Die Überraschung konnte Schwester Michaela nicht verbergen, als eine kleine Delegation – bestehend aus Angela Schwarz als Vertretung des verhinderten Geschäftsführers Dr. Siegfried Schmidbauer, den hauptberuflichen Lehrkräften Gertraud Schmid und Gabriele Fuger-Kronschnabl sowie des nebenberuflichen Lehrers Reinhard Sprenger - mit einem Blumenstrauß und Pralinen in ihrem Büro zum 20-jährigen Dienstjubiläum als Schulleiterin gratulierten.
Seit dem Schuljahr 1982/83 ist die sympatische Ordensschwester als Pflegelehrerin an der Altenpflegeschule tätig. Völlig unerwartet wurde ihr am 1.2.1991 die Schulleitung von der Provinzoberin des Ordens zunächst für die Dauer eines Jahres mit der Absicht übertragen, eine geeignete Schulleitung auszuschreiben. Nach Ablauf des Jahres war jedoch keine Rede mehr von der Einstellung einer externen Schulleitung und so ist Schwester Michaela – von vielen Schülern liebevoll „Mama Michi“ genannt – inzwischen seit 20 Jahren mit der verantwortungsvollen Aufgabe der Ausbildung von qualifizierten Pflegekräften befasst.
In dieser Zeit haben 209 Altenpflegerinnen und 47 Altenpfleger sowie eine Ordensschwester in Vollzeit das Examen erreicht. Zusätzlich wurden 76 examinierte Pflegekräfte von 1991 bis 2003 in Teilzeitform sowie weitere 48 Pflegefachhelfer(innen) einjährig ausgebildet,
ausgebildet, insgesamt also 380 Pflegekräfte. Derzeit befinden sich 60 Schüler(innen) in der 3-jährigen Ausbildung.

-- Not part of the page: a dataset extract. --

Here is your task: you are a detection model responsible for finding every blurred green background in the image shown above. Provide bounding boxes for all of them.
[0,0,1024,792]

Schwester Michaela hofft, dass ab September 2011 auch wieder ein Kurs für die einjährige Ausbildung zur Pflegefachkraft zustande kommen wird; Voraussetzung hierfür ist die Vollendung des 16. Lebensjahres sowie ein Hauptschulabschluss.

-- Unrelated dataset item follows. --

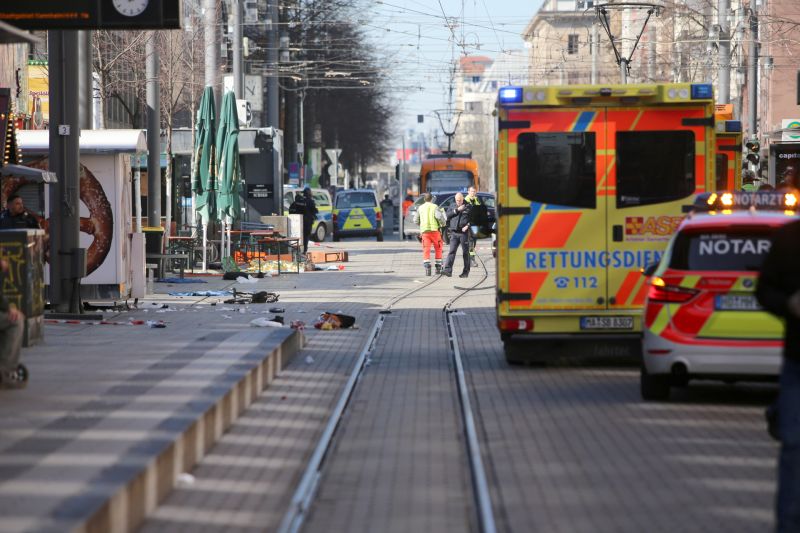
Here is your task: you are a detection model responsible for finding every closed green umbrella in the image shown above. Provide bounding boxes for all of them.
[192,87,217,226]
[215,92,240,222]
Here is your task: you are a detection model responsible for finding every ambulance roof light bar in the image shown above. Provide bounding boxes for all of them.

Neben der Leitungsfunktion unterrichtet Schwester Michaela die Fächer „Alten- und Krankenpflege Praxis“ sowie „Grundlage der Pflege“ und ist für die Praxisbetreuung der Schüler verantwortlich.

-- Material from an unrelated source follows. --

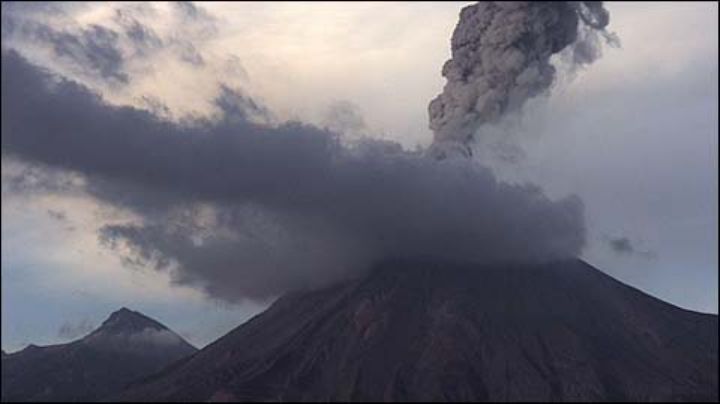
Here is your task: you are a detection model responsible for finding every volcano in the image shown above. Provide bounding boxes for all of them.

Die Altenpflegeschule ist seit Januar 2010 eine Einrichtung der Rosenium GmbH; die bewährte Schulleitung sowie sämtliche Lehrkräfte sind unverändert geblieben.
Die ausgebildeten Pflegekräfte haben durchwegs einen sicheren Arbeitsplatz in der stationären oder ambulanten Pflege, zumal der Bedarf in den nächsten Jahren bedingt durch die demographische Entwicklung der Bevölkerung noch steigen wird. Insofern hat Altenpflege Zukunft.